Hodge theory on Cheeger spaces

TL;DR

This paper generalizes Hodge theory to stratified pseudomanifolds with ideal boundary conditions, establishing Fredholm properties, cohomology isomorphisms, and Poincare Duality on Cheeger spaces.

Contribution

It introduces mezzoperversities and ideal boundary operators for arbitrary stratified spaces, extending Hodge theory beyond isolated conic singularities.

Findings

De Rham operator with boundary conditions is Fredholm with compact resolvent.

Hodge and L2 de Rham cohomology groups are isomorphic and metric-independent.

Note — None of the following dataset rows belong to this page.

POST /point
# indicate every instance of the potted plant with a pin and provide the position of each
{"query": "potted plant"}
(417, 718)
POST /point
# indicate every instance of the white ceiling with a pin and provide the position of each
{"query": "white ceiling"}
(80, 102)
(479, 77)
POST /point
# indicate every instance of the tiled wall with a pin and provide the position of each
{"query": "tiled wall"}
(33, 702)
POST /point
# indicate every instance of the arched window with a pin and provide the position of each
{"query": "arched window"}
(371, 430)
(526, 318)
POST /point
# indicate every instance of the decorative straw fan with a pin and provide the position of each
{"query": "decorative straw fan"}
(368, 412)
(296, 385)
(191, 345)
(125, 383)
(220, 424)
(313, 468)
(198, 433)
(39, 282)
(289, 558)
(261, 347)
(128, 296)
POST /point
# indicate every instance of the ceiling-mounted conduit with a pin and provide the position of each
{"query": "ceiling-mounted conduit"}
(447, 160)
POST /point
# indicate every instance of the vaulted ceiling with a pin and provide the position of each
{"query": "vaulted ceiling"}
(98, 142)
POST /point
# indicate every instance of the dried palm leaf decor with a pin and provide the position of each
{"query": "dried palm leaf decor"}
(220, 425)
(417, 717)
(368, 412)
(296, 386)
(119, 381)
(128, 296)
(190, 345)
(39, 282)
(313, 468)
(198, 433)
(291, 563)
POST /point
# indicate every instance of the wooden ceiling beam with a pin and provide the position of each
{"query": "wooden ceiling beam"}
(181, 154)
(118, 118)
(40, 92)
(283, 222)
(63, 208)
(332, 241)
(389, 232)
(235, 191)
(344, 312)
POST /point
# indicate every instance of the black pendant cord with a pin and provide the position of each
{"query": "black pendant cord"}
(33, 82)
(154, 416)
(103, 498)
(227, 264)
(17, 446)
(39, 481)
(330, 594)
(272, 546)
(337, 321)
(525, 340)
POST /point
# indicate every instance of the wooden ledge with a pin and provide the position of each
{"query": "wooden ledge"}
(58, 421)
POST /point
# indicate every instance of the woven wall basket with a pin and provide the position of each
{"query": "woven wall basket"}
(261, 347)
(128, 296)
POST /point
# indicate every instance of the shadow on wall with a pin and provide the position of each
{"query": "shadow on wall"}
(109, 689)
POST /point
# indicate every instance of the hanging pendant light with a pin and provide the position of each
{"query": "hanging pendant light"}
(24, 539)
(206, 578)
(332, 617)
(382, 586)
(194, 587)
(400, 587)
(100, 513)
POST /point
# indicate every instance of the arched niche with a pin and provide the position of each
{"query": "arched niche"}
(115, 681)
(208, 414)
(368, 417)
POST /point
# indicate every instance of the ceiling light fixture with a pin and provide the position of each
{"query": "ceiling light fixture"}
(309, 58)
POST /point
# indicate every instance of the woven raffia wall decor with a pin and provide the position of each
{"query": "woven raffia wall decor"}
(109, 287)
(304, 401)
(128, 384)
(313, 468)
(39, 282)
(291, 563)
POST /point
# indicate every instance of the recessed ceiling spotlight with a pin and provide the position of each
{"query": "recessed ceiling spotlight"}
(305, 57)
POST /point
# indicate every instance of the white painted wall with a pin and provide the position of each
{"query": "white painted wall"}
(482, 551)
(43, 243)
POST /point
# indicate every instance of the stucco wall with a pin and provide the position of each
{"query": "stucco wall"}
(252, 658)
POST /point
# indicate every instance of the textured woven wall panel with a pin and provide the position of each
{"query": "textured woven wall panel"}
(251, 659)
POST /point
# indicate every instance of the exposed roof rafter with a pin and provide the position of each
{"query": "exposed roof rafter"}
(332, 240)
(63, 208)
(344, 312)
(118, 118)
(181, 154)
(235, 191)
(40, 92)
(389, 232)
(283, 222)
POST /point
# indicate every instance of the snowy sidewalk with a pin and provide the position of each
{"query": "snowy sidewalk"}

Poincare Duality holds on Cheeger spaces with self-dual boundary conditions.

Abstract

We extend the study of the de Rham operator with ideal boundary conditions from the case of isolated conic singularities, as analyzed by Cheeger, to the case of arbitrary stratified pseudomanifolds. We introduce a class of ideal boundary operators and the notion of mezzoperversity, which intermediates between the standard lower and upper middle perversities in intersection theory, as interpreted in this de Rham setting, and show that the de Rham operator with these boundary conditions is Fredholm and has compact resolvent. We also prove an isomorphism between the resulting Hodge and L2 de Rham cohomology groups, and that these are independent of the choice of iterated edge metric. On spaces which admit ideal boundary conditions of this type which are also self-dual, which we call `Cheeger spaces', we show that these Hodge/de Rham cohomology groups satisfy Poincare Duality.